BY REBECCA ISENHART
NISKAYUNA — Soon-to-be Niskayuna High School student Kara Petreikis had never given much thought to tobacco and cigarettes until her friend Parker Stygles invited her to attend the Reality Check New York conference at Colgate University in mid-July.
The conference, open to kids and young adults ages 13-19, was a three-day seminar on recognizing, avoiding, and preventing the use of tobacco in young people. But when Petreikis was first invited, she mostly thought spending time at a college for the first time alongside a good friend sounded too good to pass up.
“She was like, there’s good food there. It’s fun,” Petreikis recalled after coming home from the conference. She also liked the cause, especially because her grandmother, with whom she is close, smoked cigarettes.
“I was like, it’s for a good cause. I would like to tap into this,” she said.
This is the sort of social momentum Reality Check New York hopes to incite among teens and young adults. Reality Check is a teen-led, adult-mentored movement that mostly focuses on stopping advertising to young people.
At the conference, after learning about the tobacco industry through workshops and speakers, the students took place in a “selfie chain” where they took pictures of themselves holding signs with antismoking sentiments. They then sent the pictures to the Motion Picture Association of America, petitioning for an “R” rating for all movies that depict people smoking.
The activity was reminiscent of other local initiatives, such as a recent smoke-free movie night at Afrim’s Sports in Colonie and a “Play Hard, Breathe Easy” basketball game in Troy.
Petreikis said her favorite part of the conference was listening to public speakers like La Tanisha Wright, a former trade marketing manager and controlling manager with Brown and Williamson Tobacco Company. Upset by marketing practices that targeted youth and people of color, Wright has been an anti-tobacco activist since 2004.
“I enjoyed how interactive the people who came to give us speeches were,” Petreikis said.
After being so affected by public speakers at the conference, she became inspired to spread the information she learned.
“I’ve already talked to all my family members about this,” she said. “I want them to be educated as much as I got educated, and know the effects and the defects of smoking, and how they target little kids.

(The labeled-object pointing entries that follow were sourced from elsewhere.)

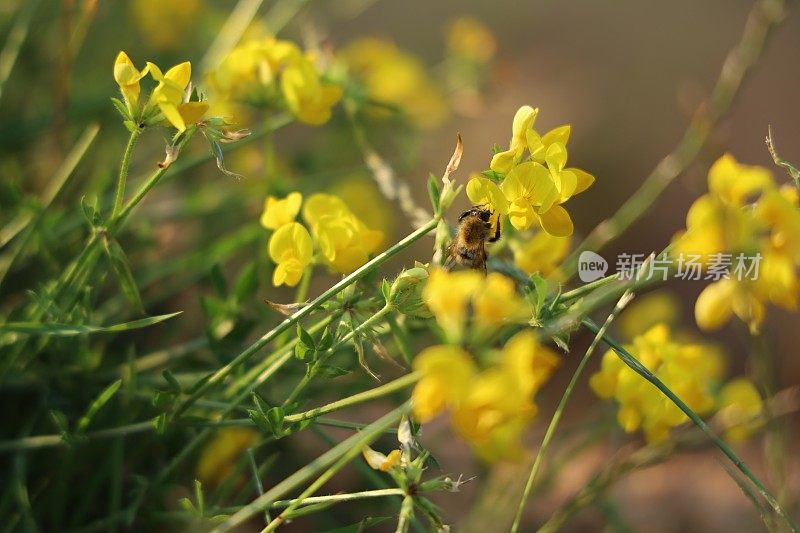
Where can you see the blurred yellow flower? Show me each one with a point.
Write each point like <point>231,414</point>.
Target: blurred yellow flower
<point>470,38</point>
<point>493,299</point>
<point>164,24</point>
<point>541,253</point>
<point>392,76</point>
<point>344,240</point>
<point>524,118</point>
<point>379,461</point>
<point>691,370</point>
<point>170,93</point>
<point>660,306</point>
<point>496,303</point>
<point>484,192</point>
<point>744,215</point>
<point>127,77</point>
<point>447,372</point>
<point>290,247</point>
<point>307,97</point>
<point>275,73</point>
<point>739,409</point>
<point>219,456</point>
<point>279,212</point>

“Hopefully I can influence other people on how to quit,” she continued. “I have so many thoughts running through my brain right now. I’m so passionate about everything, all of this. I just want people to stop smoking.”
Petreikis said she plans to join clubs at Niskayuna High School that spread messages about not using tobacco, especially because she has friends, close in age, who smoke.
Both Petreikis and Stygles attended Iroquois Middle School and will begin ninth grade in the fall.
“I would like to make this generation so advanced in knowledge that all the generations after ours, they can gain knowledge on how to quit it, too,” Petreikis said.
“It’s advancing all the generations’ knowledge.”